Given that it was another one of those weekends with simply too much to cover, I asked Heidi Hornick to cover Earthfest while I covered the Dogwood Arts Festival on Market Square. Held on the World’s Fair Park, it’s been a frustration to me that I’ve not been able to make it and I appreciate her work to bring you the story. Here’s Heidi:
It was a beautiful day to gather at World’s Fair Park to celebrate the earth and sustainability. Thousands came to watch live entertainment, visit over 100 vendors and exhibits, participate in an educational scavenger hunt and have fun and learn about environmentalism.
It was also a great day to unveil plans for a couple of new programs in Knoxville.
Although it will be officially announced at an April 24 press conference, tree-top canopy adventuring is coming to Ijams Nature Center this June. Marketing leader Abby Burt said that Navitat is thrilled to be partnering with Ijams, both well-respected names for outdoor enthusiasts.
Navitat first opened a tree-top course in 2010 on 242 acres in Asheville. That facility was named one of the best zipline tours in the nation by USA Today and Outdoor Magazine, featured in the New York Times and Forbes.

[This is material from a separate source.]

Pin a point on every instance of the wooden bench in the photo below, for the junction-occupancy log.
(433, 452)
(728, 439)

Also, Gerry Moll of the Labor Day Sunflower Project, had a display showcasing his newest venture, the Native Plant Rescue Squad. Before a development gets under way, Moll said, contractors call him. He and his volunteers go out and rescue native plants that are on the property. They are transplanted into areas that need beautification, he said.
John Homa is the city’s solid waste manager and has been with EarthFest since the beginning. “It’s been about education since the beginning,” said Homa.

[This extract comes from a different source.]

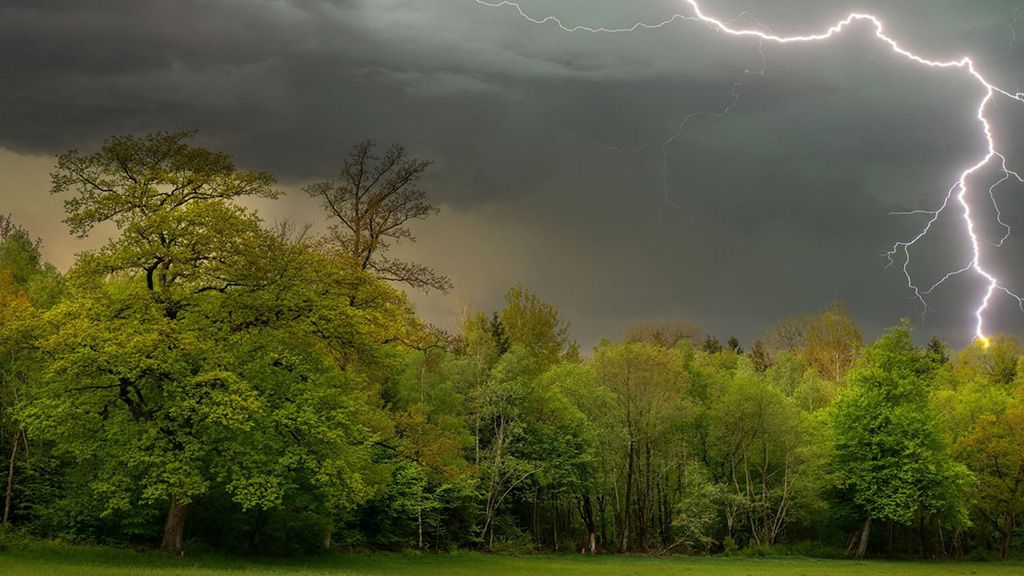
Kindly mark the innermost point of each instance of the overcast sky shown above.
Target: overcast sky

Jennifer Linginfelter, Knox County’s communications manager, said that the event wouldn’t be possible without the support from an extensive list of sponsors, groups and volunteers. They consistently come through for EarthFest, year after year, she said.
Live music was part of EarthFest, including Baseball the Band. They laid down a tight set of jazz-infused funk that seemed effortless. Their music was an excellent highlight to the festival, injecting a cool vibe that wafted over the area.
Knox County Schools offered a recycled art show.
Copper Ridge Elementary students used over 1,000 plastic bags to make Leatherback turtle sculptures. The turtles are sometimes killed by plastic debris, when they ingest it, mistaking it for jellyfish, their favorite meal.
Instead, there were recycling and composting opportunities. Vendors agree to reduce waste, water-filling stations were available. Last year, the event created less than three pounds of waste that was sent to the landfill.